Memórias Perdidas - 10







         Nesta rubrica «Memórias Perdidas» tem-se falado, regra geral, de testemunhos de pessoas comuns, que não se destacaram publicamente pelo que tenham feito em vida. Não é bem o caso de Memorial de Dom Quixote, do embaixador Eduardo Brazão, publicado em 1976 pela Coimbra Editora, Limitada. A capa, pavorosa.
         O livro, aliás, é bastante conhecido, sobretudo entre os historiadores e, mais ainda, entre os historiadores que estudam as relações entre Portugal e a Santa Sé. O autor, por sua vez, é detentor de uma vastíssima bibliografia sobre história diplomática, pelo que não será grande novidade falar deste Memorial de Dom Quixote. Deixa-se a nota, em todo o caso, dado tratar-se de uma obra que bem justificaria ser reeditada, sendo hoje uma raridade de alfarrabista – o que é pena, atendendo ao sem-fim de livros idiotas que se publicam actualmente, a uma cadência impressionante, sobre Salazar e o Estado Novo. Não sei como nem por que meios, em 2014 o livro foi alvo de uma reedição que se vende na Amazon, aqui, mas julgo que não deu entrada nas nossas livrarias – pelo menos, não o vi.

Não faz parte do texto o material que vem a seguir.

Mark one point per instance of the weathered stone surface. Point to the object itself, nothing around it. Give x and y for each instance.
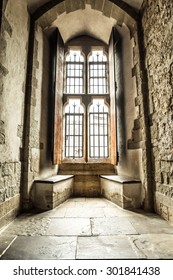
(42, 248)
(159, 66)
(104, 247)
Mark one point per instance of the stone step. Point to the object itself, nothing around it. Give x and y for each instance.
(86, 168)
(86, 186)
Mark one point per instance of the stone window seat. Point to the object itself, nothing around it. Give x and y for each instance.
(50, 192)
(121, 190)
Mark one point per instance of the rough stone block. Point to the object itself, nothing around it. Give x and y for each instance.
(107, 9)
(49, 193)
(123, 191)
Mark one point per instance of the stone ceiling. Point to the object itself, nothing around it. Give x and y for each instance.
(90, 17)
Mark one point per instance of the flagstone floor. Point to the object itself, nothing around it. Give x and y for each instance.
(87, 228)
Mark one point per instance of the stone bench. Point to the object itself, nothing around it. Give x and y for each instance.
(49, 193)
(121, 190)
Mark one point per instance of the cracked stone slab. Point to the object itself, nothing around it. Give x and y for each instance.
(84, 212)
(69, 226)
(41, 248)
(29, 225)
(104, 247)
(111, 226)
(5, 242)
(154, 224)
(153, 246)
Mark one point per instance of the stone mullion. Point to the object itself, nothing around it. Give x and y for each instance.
(143, 94)
(28, 176)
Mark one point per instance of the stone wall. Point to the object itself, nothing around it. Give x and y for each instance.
(37, 162)
(158, 39)
(13, 50)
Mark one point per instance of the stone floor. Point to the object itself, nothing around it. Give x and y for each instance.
(87, 228)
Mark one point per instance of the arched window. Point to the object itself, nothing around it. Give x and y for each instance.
(98, 129)
(74, 129)
(74, 73)
(86, 126)
(98, 73)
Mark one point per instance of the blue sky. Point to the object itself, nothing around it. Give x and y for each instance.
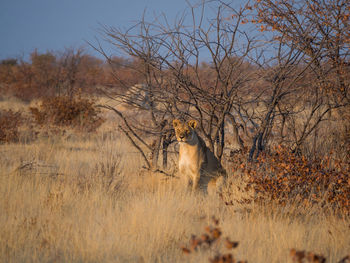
(52, 25)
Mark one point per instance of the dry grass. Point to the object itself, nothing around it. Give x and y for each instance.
(76, 200)
(84, 199)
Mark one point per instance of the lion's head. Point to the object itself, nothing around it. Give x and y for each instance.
(184, 131)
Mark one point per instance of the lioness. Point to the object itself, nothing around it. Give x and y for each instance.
(197, 164)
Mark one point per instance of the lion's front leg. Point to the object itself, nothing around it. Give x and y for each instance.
(195, 180)
(185, 177)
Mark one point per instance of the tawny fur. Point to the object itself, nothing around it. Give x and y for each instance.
(197, 164)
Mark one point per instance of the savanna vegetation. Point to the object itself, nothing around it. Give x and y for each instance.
(88, 159)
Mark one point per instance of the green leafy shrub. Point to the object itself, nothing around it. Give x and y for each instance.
(64, 111)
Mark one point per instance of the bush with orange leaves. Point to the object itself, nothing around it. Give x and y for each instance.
(9, 122)
(283, 176)
(65, 111)
(212, 238)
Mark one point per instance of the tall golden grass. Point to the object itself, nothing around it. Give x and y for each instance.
(75, 199)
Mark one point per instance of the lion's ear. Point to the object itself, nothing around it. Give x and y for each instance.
(176, 123)
(192, 124)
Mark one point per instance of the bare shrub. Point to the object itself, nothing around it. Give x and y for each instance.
(76, 112)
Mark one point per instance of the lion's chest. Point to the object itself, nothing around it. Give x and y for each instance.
(189, 159)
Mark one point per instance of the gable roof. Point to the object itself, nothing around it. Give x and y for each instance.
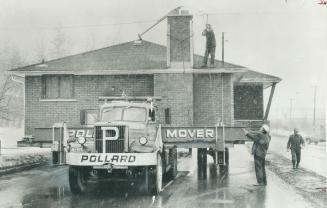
(125, 56)
(128, 58)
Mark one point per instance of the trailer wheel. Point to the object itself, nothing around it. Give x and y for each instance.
(158, 176)
(173, 161)
(77, 179)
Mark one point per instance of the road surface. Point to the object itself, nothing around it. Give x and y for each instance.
(48, 187)
(313, 157)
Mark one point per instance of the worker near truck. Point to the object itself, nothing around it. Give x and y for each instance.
(210, 46)
(261, 140)
(295, 143)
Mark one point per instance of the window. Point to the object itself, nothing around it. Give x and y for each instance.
(89, 116)
(248, 102)
(124, 113)
(167, 116)
(57, 87)
(134, 114)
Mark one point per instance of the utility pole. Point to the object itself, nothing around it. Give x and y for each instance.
(291, 108)
(314, 105)
(222, 47)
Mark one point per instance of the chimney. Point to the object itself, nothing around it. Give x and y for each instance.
(179, 39)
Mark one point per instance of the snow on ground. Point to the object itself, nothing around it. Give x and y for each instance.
(13, 156)
(10, 135)
(24, 156)
(313, 157)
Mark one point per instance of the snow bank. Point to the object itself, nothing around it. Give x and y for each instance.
(12, 159)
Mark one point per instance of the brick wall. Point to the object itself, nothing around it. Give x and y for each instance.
(177, 93)
(87, 89)
(208, 99)
(192, 99)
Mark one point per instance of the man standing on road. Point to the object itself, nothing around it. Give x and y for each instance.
(261, 140)
(210, 46)
(294, 143)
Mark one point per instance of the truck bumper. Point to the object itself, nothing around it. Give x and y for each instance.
(115, 159)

         Filho do actor de teatro Eduaardo Brazão (cujas «memórias», aliás, compilou), Eduardo Brazão (1907-1987) foi diplomata e homem de letras. Por vezes, a sua inclinação para as letras – ou, melhor dizendo, para os estudos de história diplomática, amplamente documentados – sobrepôs-se à vocação de representante de Portugal noutros países. Bibliófilo voraz, logo nas primeiras páginas de Memorial de Dom Quixote Eduardo Brazão lamenta a perda da sua magnífica livraria, uma parte afectada pelas cheias, outra por larápios da Cidade Eterna.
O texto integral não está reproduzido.